A number of other disorders can lead to progressive dementia. These include Huntington’s disease-an autosomal dominant disorder that affects the basal ganglia and other subcortical structures and includes motor, behavioral, and cognitive symptoms-and Creutzfeldt-Jakob disease-a rapidly progressive spongiform encephalopathy associated with a slow virus or a prion (proteinaceous infectious particle).

7. Dementia due to other causes

In addition to the preceding categories, a number of general medical conditions can cause dementia. These conditions include structural lesions (primary or secondary brain tumor, subdural hematoma, slowly progressive or normal-pressure hydrocephalus), head trauma, endocrine conditions (hypothyroidism, hypercalcemia, hypoglycemia), nutritional conditions (deficiency of thiamin, niacin, or vitamin B12), other infectious conditions (HIV, neurosyphilis, Cryptococcus), derangements of renal and hepatic function, neurological conditions (e.g., multiple sclerosis), effects of medications (e.g., benzodiazepines, ß blockers, diphenhydramine), and the toxiceffect of long-standing substance abuse, especially alcohol abuse.

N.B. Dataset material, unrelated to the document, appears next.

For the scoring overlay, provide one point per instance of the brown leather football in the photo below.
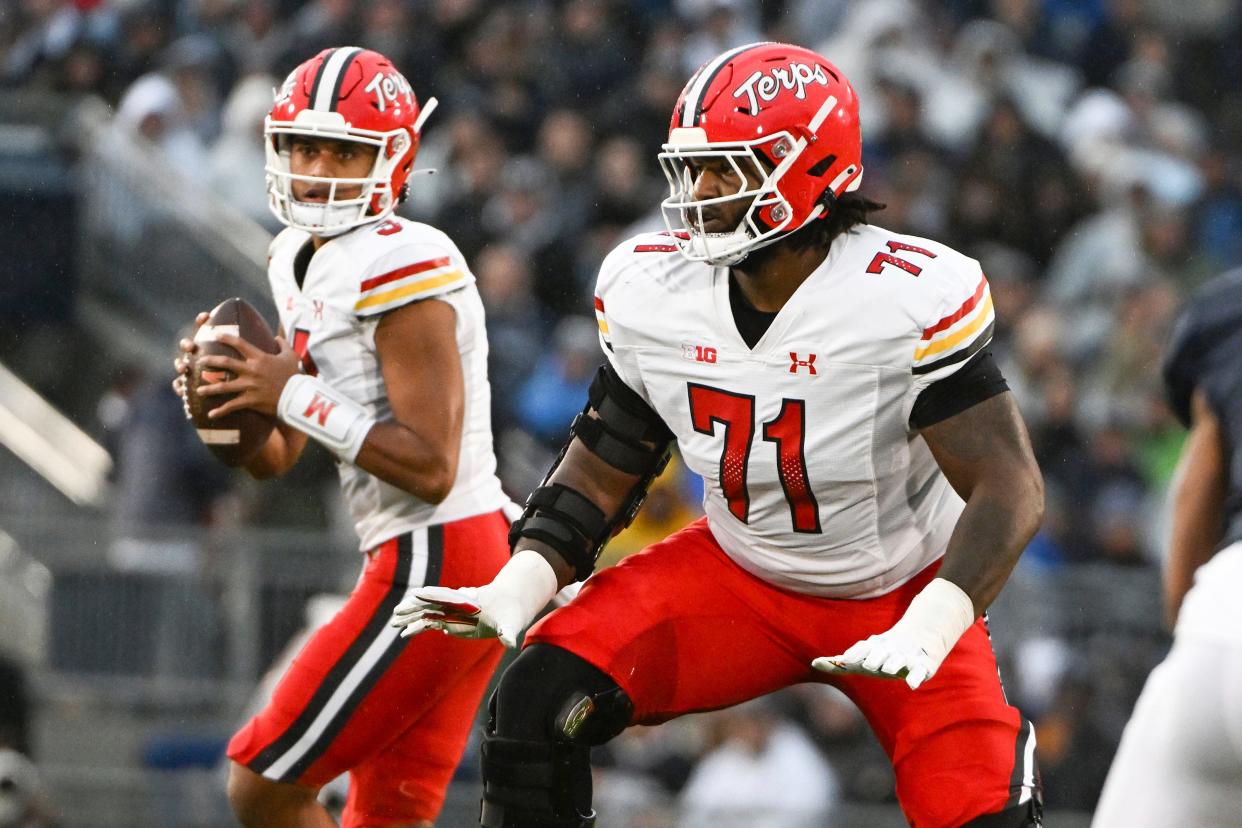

It is critical that psychiatrists caring for demented individuals be familiar with the general medical and neurological causes of dementia in order to assure that the diagnosis is accurate and, in particular, that potentially treatable conditions are not missed.

Excerpted from “The American Psychiatric Association’s Practice Guideline for the Treatment of Patients With Alzheimer’s Disease and Other Dementias of Late Life” This practice guideline was approved in December 1996 and was published in May 1997.